Players, coaches and even execs like Ainge are tired at this point of the season. They are banged up, all of them. They've been going as hard as they can for five months (including training camp) and are just starting to be able really see what the chances are for them to achieve what they set out to do when the season started. There's a reason this time of the year is known as the dog days of the NBA schedule. Everyone is huffing and puffing at this point. Even the guys who make the trades.

In June, as the draft is getting ready to roll around once more, Ainge will have a far better gauge on whether Garnett is going to retire or keep playing and whether Pierce is going to hang it up or try to earn his option. He'll know how Rajon Rondo's rehab is progressing and exactly where Jared Sullinger is at regarding his. And there's bound to be a better deal at his disposal than any of the ones he didn't consummate on Thursday should he choose to take that route.
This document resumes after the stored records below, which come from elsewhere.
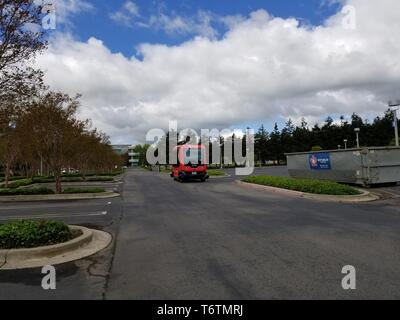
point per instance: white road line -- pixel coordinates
(396, 195)
(46, 216)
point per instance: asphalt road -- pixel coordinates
(216, 240)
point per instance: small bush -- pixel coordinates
(83, 190)
(31, 234)
(215, 173)
(43, 179)
(304, 185)
(99, 179)
(316, 148)
(26, 192)
(19, 183)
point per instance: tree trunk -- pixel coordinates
(7, 175)
(58, 184)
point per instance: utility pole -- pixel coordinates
(357, 131)
(393, 105)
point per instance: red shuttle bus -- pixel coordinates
(191, 164)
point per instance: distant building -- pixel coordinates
(133, 157)
(121, 149)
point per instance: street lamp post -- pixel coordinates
(357, 131)
(393, 105)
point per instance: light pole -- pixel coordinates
(357, 131)
(393, 105)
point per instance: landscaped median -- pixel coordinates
(31, 244)
(309, 188)
(46, 194)
(213, 173)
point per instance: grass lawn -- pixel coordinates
(304, 185)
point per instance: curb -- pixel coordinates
(59, 197)
(366, 196)
(89, 243)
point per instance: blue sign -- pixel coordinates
(320, 161)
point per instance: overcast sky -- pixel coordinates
(223, 63)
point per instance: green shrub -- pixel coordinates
(19, 183)
(25, 192)
(99, 179)
(316, 148)
(43, 179)
(83, 190)
(215, 172)
(71, 179)
(304, 185)
(31, 234)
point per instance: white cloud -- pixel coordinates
(127, 15)
(66, 8)
(263, 67)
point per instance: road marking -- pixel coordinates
(396, 195)
(56, 215)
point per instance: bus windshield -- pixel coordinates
(194, 156)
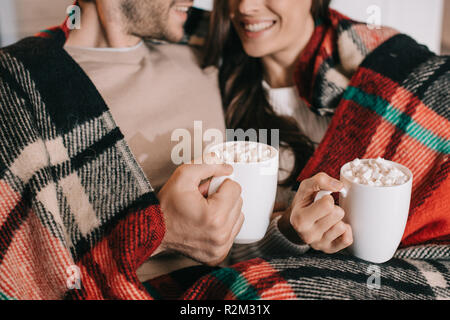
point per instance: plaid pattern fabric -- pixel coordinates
(390, 98)
(320, 276)
(72, 196)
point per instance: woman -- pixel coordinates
(337, 90)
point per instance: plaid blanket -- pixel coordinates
(389, 98)
(410, 275)
(78, 216)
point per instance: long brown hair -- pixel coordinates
(244, 99)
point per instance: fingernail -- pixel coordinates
(337, 184)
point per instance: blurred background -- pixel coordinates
(428, 21)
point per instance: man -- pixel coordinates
(73, 193)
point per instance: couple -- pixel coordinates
(75, 188)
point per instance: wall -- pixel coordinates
(21, 18)
(420, 18)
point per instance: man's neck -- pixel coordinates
(100, 28)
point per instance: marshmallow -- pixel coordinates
(243, 152)
(374, 172)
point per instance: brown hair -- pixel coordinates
(244, 99)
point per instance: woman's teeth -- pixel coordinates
(182, 8)
(256, 27)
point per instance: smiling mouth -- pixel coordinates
(258, 27)
(183, 7)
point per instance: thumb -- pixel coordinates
(194, 174)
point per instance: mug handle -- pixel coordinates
(323, 193)
(216, 182)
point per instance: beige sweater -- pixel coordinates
(151, 91)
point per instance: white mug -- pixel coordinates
(377, 215)
(258, 181)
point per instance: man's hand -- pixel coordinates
(201, 228)
(318, 224)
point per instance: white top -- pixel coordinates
(286, 101)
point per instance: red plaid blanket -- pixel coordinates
(395, 105)
(74, 204)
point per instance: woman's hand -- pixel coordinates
(318, 224)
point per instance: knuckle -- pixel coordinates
(339, 212)
(308, 238)
(347, 239)
(327, 203)
(321, 177)
(299, 223)
(340, 228)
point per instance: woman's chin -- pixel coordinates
(256, 52)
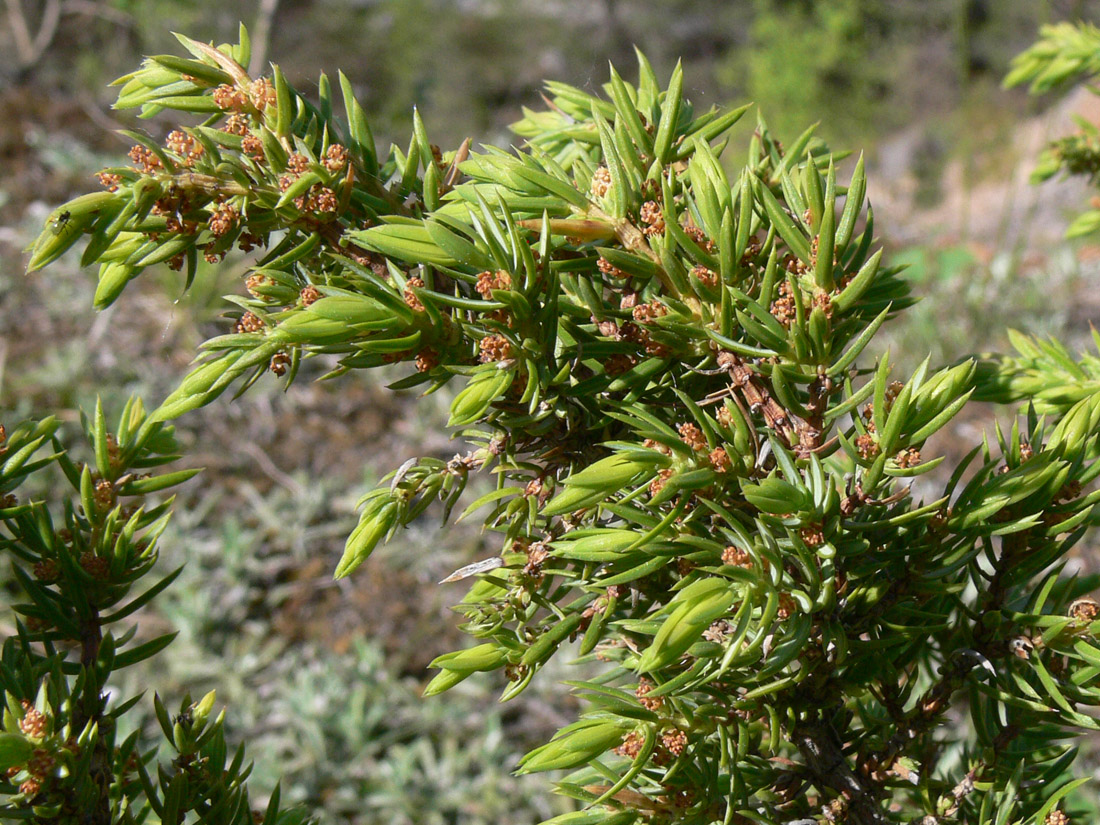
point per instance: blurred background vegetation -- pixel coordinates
(322, 678)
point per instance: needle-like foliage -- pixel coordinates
(703, 470)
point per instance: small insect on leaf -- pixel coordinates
(474, 569)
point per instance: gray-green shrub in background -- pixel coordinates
(701, 475)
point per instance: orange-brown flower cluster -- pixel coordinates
(908, 458)
(34, 723)
(736, 557)
(145, 160)
(692, 436)
(867, 446)
(652, 217)
(410, 297)
(601, 182)
(495, 348)
(674, 741)
(813, 536)
(309, 295)
(318, 199)
(256, 282)
(46, 570)
(650, 311)
(642, 693)
(705, 276)
(490, 281)
(103, 494)
(336, 158)
(297, 163)
(279, 363)
(658, 484)
(537, 553)
(262, 94)
(633, 744)
(609, 270)
(186, 146)
(783, 307)
(1085, 609)
(717, 631)
(794, 265)
(250, 322)
(109, 180)
(223, 219)
(238, 124)
(229, 98)
(253, 146)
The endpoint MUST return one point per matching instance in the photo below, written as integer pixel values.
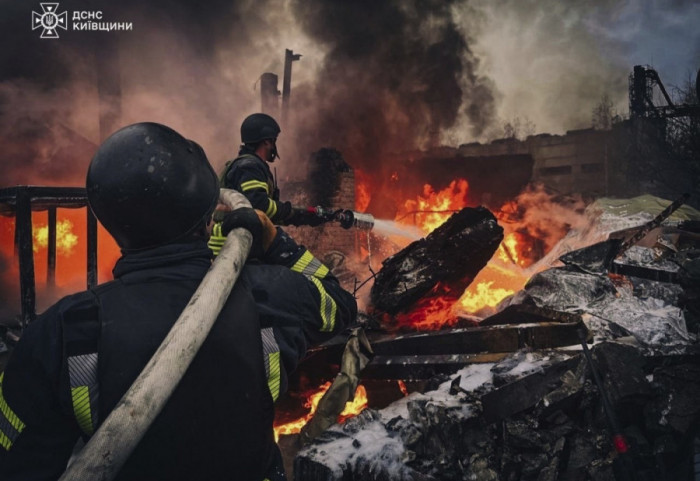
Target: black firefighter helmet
(149, 186)
(258, 127)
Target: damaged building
(586, 371)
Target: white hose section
(112, 444)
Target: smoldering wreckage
(589, 372)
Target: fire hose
(346, 218)
(112, 444)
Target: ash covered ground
(538, 414)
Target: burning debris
(534, 411)
(443, 264)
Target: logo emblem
(50, 20)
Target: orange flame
(501, 277)
(362, 191)
(432, 209)
(71, 255)
(402, 387)
(352, 408)
(66, 239)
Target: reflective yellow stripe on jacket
(314, 270)
(271, 208)
(310, 266)
(254, 184)
(10, 424)
(82, 371)
(271, 354)
(216, 240)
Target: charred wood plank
(425, 351)
(451, 256)
(528, 313)
(423, 367)
(524, 393)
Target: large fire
(352, 408)
(71, 255)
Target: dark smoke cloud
(375, 77)
(395, 75)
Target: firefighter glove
(253, 221)
(304, 216)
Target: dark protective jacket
(76, 360)
(250, 175)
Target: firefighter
(250, 174)
(154, 191)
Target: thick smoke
(375, 77)
(395, 76)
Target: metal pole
(51, 256)
(23, 232)
(91, 249)
(289, 57)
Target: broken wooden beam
(447, 259)
(409, 368)
(526, 392)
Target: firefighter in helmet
(155, 191)
(250, 174)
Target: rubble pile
(540, 414)
(446, 434)
(448, 258)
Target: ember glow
(504, 275)
(431, 209)
(71, 255)
(352, 408)
(66, 239)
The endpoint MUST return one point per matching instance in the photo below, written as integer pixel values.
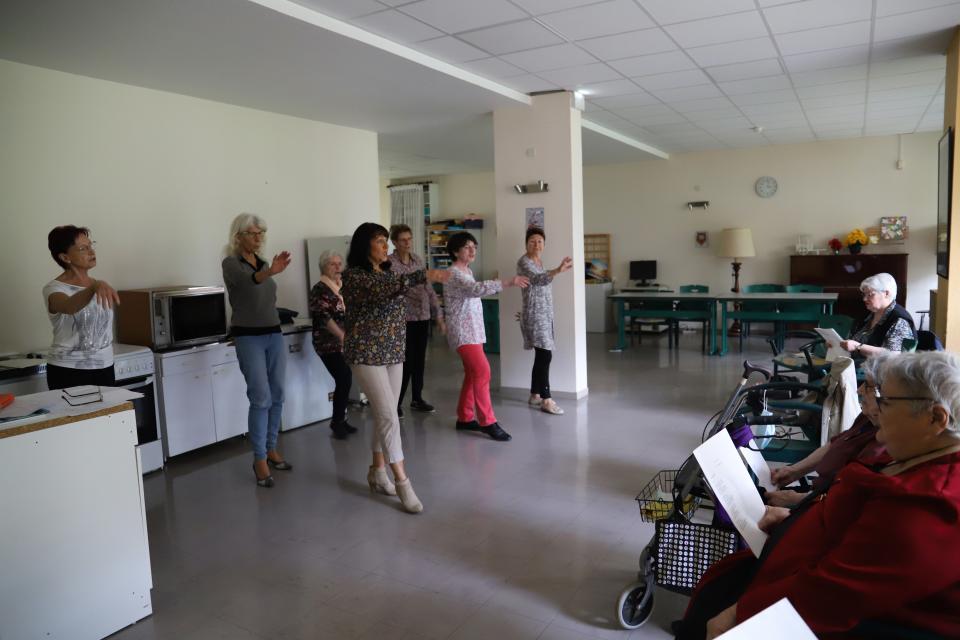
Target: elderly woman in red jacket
(876, 556)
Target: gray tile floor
(534, 538)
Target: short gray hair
(933, 374)
(879, 283)
(241, 223)
(327, 256)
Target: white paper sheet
(833, 340)
(731, 483)
(780, 620)
(758, 465)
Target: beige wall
(158, 177)
(826, 189)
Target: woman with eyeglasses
(80, 308)
(888, 324)
(255, 329)
(873, 557)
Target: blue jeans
(263, 361)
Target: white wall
(158, 177)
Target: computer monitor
(643, 271)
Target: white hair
(929, 374)
(327, 256)
(241, 223)
(880, 283)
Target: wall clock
(765, 187)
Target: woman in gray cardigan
(536, 318)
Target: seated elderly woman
(888, 323)
(874, 556)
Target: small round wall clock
(765, 187)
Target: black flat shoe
(266, 483)
(496, 432)
(283, 465)
(420, 405)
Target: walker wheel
(635, 604)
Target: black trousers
(343, 377)
(540, 378)
(416, 357)
(63, 377)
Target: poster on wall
(535, 217)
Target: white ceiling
(677, 75)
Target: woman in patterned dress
(465, 334)
(374, 345)
(536, 318)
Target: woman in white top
(80, 309)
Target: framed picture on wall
(944, 198)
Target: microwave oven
(164, 318)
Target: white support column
(542, 142)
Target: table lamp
(736, 243)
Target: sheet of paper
(780, 620)
(732, 485)
(758, 465)
(833, 340)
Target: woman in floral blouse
(329, 314)
(374, 346)
(461, 296)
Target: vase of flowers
(855, 241)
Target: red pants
(476, 387)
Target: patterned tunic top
(536, 318)
(376, 332)
(325, 305)
(421, 300)
(461, 297)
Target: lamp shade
(736, 243)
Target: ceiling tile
(606, 18)
(916, 22)
(816, 13)
(841, 35)
(891, 7)
(492, 68)
(343, 9)
(755, 85)
(739, 26)
(396, 26)
(827, 76)
(653, 64)
(854, 87)
(581, 74)
(633, 43)
(731, 52)
(512, 37)
(744, 70)
(843, 57)
(547, 58)
(687, 93)
(639, 99)
(687, 78)
(667, 11)
(461, 15)
(450, 49)
(609, 88)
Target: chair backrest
(804, 288)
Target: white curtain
(406, 207)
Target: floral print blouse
(376, 328)
(461, 297)
(325, 305)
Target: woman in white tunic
(536, 318)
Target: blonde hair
(239, 224)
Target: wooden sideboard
(842, 274)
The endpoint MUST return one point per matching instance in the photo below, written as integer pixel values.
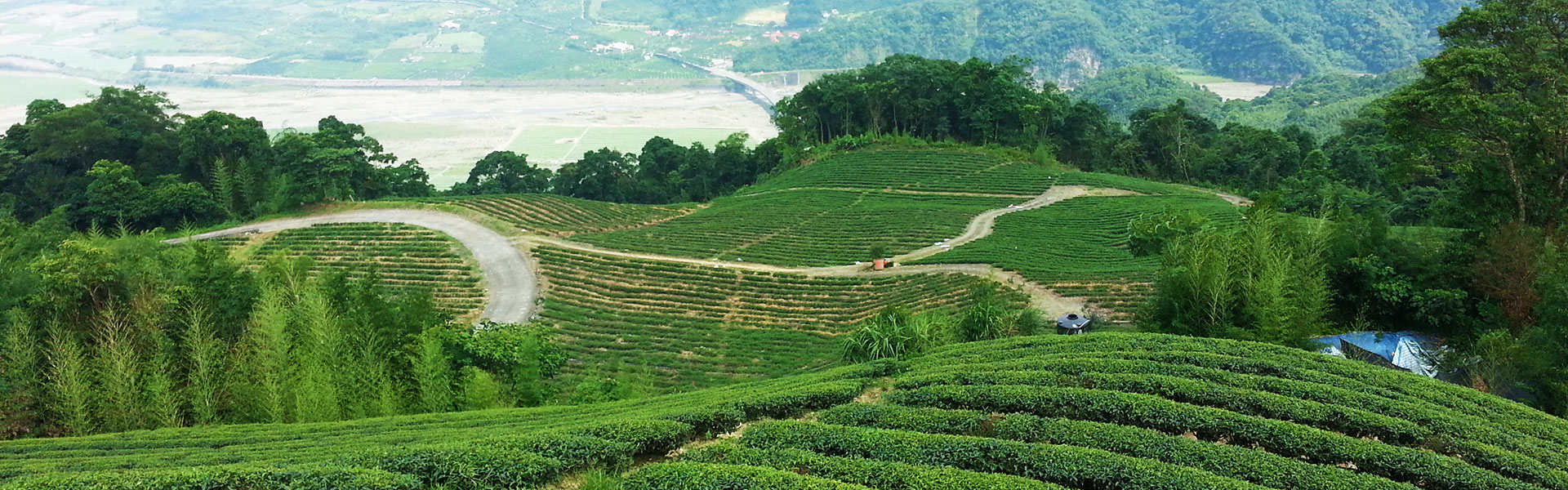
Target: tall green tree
(504, 172)
(1493, 107)
(71, 394)
(20, 377)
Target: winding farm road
(511, 283)
(513, 286)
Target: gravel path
(511, 283)
(513, 286)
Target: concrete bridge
(758, 91)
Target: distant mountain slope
(1267, 41)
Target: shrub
(891, 333)
(700, 476)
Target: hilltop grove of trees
(122, 159)
(1471, 153)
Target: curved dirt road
(979, 226)
(513, 286)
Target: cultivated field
(922, 170)
(1079, 247)
(806, 226)
(555, 145)
(402, 256)
(449, 129)
(1058, 412)
(562, 216)
(690, 326)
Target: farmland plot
(806, 226)
(402, 256)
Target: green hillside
(399, 256)
(836, 209)
(693, 327)
(1058, 412)
(806, 226)
(1079, 247)
(911, 168)
(1256, 41)
(562, 216)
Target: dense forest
(1073, 41)
(1470, 158)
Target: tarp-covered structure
(1405, 350)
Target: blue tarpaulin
(1405, 349)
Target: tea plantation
(1079, 247)
(806, 226)
(1102, 410)
(562, 216)
(703, 327)
(400, 256)
(920, 170)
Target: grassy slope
(688, 326)
(405, 258)
(562, 216)
(1079, 247)
(1099, 410)
(833, 211)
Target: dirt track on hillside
(511, 285)
(979, 226)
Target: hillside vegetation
(1071, 41)
(562, 216)
(1079, 247)
(693, 327)
(1087, 412)
(403, 258)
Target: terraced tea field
(405, 258)
(806, 226)
(1101, 410)
(922, 170)
(1142, 412)
(1079, 247)
(705, 327)
(501, 448)
(562, 216)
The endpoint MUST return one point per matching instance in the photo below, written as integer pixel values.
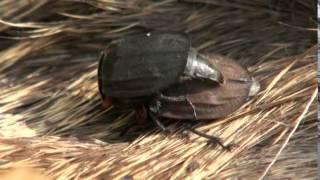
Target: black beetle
(140, 66)
(196, 100)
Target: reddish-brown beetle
(198, 100)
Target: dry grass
(51, 116)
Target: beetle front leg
(155, 119)
(212, 139)
(179, 99)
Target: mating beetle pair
(160, 73)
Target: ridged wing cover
(210, 101)
(142, 65)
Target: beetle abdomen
(208, 100)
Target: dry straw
(51, 116)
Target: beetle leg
(179, 99)
(158, 123)
(212, 139)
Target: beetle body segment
(143, 65)
(208, 101)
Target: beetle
(140, 66)
(197, 100)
He'll have a much clearer picture of where the team is at from all angles than he had on Thursday afternoon leading up to the 3 p.m. deadline. And he'll be in a far better position to act accordingly as a result.

The Celtics would not have gotten appreciably better had they made a big move at this year's deadline. And they're not going to be appreciably better having not done so either.

But they would have been appreciably worse. By waiting until the summer to sort out all of the biggest issues facing this team, Ainge vastly widened his chances to avoid such an outcome.